1

I am presented with a data set, where I am supposed to perform linear regression on this using SGD. My first instinct would be to train each data point there is until I reach the last one. Only then will I get my estimate $\hat{y}$.

I understand there are some drawbacks to this:

  1. It will take so long to finish, since you have to train all data points.
  2. Convergence of parameters is still not guaranteed.

Thus, the idea of batching comes into mind. For example, I have a set of 100 data points. I have decided to group them in to 25 batches (or 4 data points each).

My questions are:

  1. How does this batching work? Do I randomly pick one data point to train from each batch? Meaning, after the end of first run, I will have one estimate.
  2. Is it possible that I will have 4 different estimates after having 4 different runs? Should I choose whichever gives the smallest error?
cgo
  • 9,107

1 Answers1

0

First, let’s clarify terminology: stochastic gradient descent means doing update one sample at a time, if you use batches it’s batch gradient descent, if you train on all data at once, it’s just gradient descent.

  1. How does this batching work?
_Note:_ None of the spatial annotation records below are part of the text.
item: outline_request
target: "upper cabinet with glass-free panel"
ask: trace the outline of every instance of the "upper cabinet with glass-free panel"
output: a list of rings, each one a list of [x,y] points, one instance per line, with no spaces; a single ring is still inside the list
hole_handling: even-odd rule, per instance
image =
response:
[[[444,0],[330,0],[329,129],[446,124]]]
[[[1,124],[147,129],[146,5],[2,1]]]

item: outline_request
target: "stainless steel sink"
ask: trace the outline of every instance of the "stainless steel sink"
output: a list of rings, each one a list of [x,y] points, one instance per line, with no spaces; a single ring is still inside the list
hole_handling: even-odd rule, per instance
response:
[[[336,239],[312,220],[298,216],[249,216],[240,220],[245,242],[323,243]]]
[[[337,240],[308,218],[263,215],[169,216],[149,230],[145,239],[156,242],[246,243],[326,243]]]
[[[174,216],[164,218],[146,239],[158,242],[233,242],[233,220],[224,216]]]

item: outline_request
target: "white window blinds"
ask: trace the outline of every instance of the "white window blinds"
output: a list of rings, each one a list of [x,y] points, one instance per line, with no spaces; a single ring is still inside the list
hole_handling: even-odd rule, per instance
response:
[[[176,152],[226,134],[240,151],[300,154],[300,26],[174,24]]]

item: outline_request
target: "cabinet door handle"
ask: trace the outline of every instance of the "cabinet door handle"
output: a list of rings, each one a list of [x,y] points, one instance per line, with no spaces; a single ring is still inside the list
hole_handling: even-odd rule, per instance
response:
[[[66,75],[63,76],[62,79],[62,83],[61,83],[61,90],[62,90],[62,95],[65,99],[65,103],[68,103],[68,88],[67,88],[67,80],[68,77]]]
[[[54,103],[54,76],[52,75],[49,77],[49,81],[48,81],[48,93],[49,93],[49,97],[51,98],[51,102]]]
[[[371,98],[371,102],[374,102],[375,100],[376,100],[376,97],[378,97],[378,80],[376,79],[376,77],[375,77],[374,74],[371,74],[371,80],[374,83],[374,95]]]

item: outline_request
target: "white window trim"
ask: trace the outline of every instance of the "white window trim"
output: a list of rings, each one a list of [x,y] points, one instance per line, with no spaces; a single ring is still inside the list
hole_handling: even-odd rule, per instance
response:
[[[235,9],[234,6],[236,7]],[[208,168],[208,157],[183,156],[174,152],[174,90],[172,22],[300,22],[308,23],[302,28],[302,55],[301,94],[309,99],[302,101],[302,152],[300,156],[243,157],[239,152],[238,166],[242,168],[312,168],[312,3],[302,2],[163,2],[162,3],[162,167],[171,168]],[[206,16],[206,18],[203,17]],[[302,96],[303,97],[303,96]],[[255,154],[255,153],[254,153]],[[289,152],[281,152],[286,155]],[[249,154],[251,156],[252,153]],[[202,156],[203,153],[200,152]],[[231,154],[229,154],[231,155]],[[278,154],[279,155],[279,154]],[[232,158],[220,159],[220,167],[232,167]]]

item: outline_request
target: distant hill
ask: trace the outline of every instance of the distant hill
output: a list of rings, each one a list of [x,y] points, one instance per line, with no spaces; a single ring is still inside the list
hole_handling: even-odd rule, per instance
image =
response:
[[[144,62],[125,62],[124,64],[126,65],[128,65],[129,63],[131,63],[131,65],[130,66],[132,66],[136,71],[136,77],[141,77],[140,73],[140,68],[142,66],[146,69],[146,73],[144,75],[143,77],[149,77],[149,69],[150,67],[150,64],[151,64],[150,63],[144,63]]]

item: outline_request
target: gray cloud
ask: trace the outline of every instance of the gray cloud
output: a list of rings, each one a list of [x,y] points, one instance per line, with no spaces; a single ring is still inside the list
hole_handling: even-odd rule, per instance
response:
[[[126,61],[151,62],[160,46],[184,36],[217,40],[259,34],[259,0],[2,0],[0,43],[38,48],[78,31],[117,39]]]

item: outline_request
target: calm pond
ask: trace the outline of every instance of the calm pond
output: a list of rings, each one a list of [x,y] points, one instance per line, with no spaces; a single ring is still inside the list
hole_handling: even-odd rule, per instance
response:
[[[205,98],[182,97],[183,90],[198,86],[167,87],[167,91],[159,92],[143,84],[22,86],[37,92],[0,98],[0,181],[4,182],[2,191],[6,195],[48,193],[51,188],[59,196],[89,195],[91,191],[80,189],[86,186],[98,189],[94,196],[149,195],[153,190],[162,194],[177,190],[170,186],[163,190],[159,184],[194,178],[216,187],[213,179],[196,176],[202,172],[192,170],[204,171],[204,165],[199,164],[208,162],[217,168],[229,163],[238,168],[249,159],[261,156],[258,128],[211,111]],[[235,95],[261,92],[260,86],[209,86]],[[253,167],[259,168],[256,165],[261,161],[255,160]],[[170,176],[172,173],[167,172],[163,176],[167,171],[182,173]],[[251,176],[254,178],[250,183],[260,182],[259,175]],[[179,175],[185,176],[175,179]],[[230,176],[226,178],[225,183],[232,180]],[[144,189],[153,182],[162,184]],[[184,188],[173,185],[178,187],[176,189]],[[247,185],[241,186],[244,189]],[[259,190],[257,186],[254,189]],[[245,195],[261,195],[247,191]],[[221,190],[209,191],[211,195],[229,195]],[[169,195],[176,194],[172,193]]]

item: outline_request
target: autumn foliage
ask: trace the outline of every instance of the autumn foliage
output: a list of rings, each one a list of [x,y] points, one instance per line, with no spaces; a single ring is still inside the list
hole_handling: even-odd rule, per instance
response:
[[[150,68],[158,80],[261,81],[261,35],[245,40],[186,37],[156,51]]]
Do I randomly pick one data point to train from each batch? Meaning, after the end of first run, I will have one estimate.

You make an update using all the data in a batch, same as in gradient descent you would use all your data.

  1. Is it possible that I will have 4 different estimates after having 4 different runs? Should I choose whichever gives the smallest error?

You are splitting the data randomly to batches, so yes, results may differ between trainings. If you train long enough they should converge. Moreover, with gradient descent you usually initialize the data randomly, so for this reason alone you could get different results, even without batches.

Tim
  • 138,066